L’article L 3141-29 nouveau du code du travail prévoit que l’indemnité de congés payés est due, que la rupture du contrat résulte de l’employeur ou du salarié.

À SAVOIR
La question de l’indemnité de licenciement en cas de faute lourde est enfin réglée. La disposition visant à priver le salarié de son indemnité de congés payés en cas de faute lourde, déclarée inconstitu-tionnelle à l’occasion d’une QPC (Conseil constitutionnel, 2-3-16, n°2015-523 QPC) est supprimée par la loi.

Le législateur n’a pas profité de l’occasion pour mettre notre législation sur les congés payés en conformité avec le droit européen, en particulier en matière d’incidence de la maladie sur les congés payés.
FO poursuit donc son action en responsabilité contre l’État pour non transposition des directives européennes, en particulier celle relative au temps de travail (directive 2003/88).

LES JOURS FÉRIÉS

Les dispositions relatives aux jours fériés sont également réorganisées pour tenir compte de la nouvelle architecture en trois niveaux.

À SAVOIR
Restent exclus de ce dispositif les travailleurs à domicile, les salariés intermittents et les salariés temporaires.

Relèvent de l’ordre public :

  • la liste des jours fériés (qui reste inchangée) ;
  • le maintien du salaire dont le principe est étendu, par le législateur, aux salariés saisonniers cumulant une ancienneté, consécutive ou non d’au moins trois mois dans l’entreprise ;
  • la non récupération des heures de travail perdues en cas de chômage des jours fériés dans l’entreprise ;
  • les règles applicables au 1er Mai.

La liste des jours fériés chômés dans l’entreprise est déterminée par accord d’entreprise ou, à défaut, par accord de branche.

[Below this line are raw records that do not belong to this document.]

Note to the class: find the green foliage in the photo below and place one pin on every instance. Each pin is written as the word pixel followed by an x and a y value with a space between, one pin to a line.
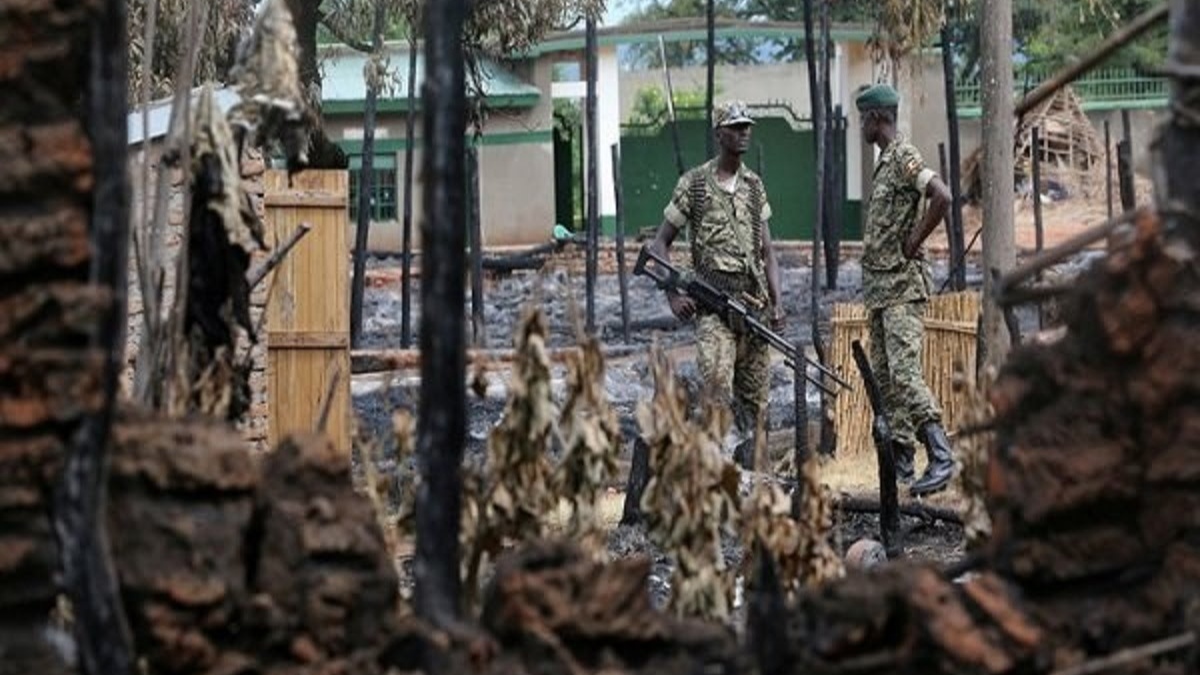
pixel 687 53
pixel 1050 35
pixel 1065 31
pixel 651 105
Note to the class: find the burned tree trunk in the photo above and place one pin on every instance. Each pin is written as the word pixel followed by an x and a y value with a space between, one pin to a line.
pixel 323 153
pixel 64 199
pixel 442 410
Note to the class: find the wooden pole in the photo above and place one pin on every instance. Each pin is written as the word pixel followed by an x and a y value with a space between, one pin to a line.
pixel 475 232
pixel 442 418
pixel 829 181
pixel 671 113
pixel 837 174
pixel 1039 234
pixel 711 70
pixel 622 279
pixel 406 275
pixel 366 180
pixel 1125 165
pixel 102 641
pixel 593 178
pixel 1146 21
pixel 999 246
pixel 955 234
pixel 1108 168
pixel 1181 138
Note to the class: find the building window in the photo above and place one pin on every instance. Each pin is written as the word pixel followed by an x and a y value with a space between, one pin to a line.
pixel 383 186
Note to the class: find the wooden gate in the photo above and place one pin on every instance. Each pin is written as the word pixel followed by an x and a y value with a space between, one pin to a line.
pixel 949 348
pixel 307 315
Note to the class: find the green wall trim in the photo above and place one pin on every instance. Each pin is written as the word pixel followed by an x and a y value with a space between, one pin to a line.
pixel 357 106
pixel 487 139
pixel 976 112
pixel 609 226
pixel 786 157
pixel 575 42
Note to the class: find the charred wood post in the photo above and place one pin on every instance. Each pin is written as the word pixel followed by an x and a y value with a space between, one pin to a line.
pixel 889 499
pixel 1039 234
pixel 102 639
pixel 1108 168
pixel 366 177
pixel 1180 144
pixel 474 230
pixel 801 449
pixel 817 91
pixel 635 485
pixel 957 238
pixel 622 279
pixel 1135 29
pixel 1125 166
pixel 829 183
pixel 406 275
pixel 671 115
pixel 837 174
pixel 1125 175
pixel 592 193
pixel 442 407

En raison du principe de l’inversion de la hiérarchie des normes, un accord d’entreprise même moins favorable qu’un accord de branche s’appliquera en priorité aux salariés !

À défaut d’accord, l’employeur détermine les jours fériés chômés dans son entreprise.

À SAVOIR
Un nouvel article L 3422-2 du code du travail énumère les différents jours fériés qui seront consacrés à la commémoration de l’abolition de l’esclavage dans les DOM, à Saint Barthélémy et à Saint Martin.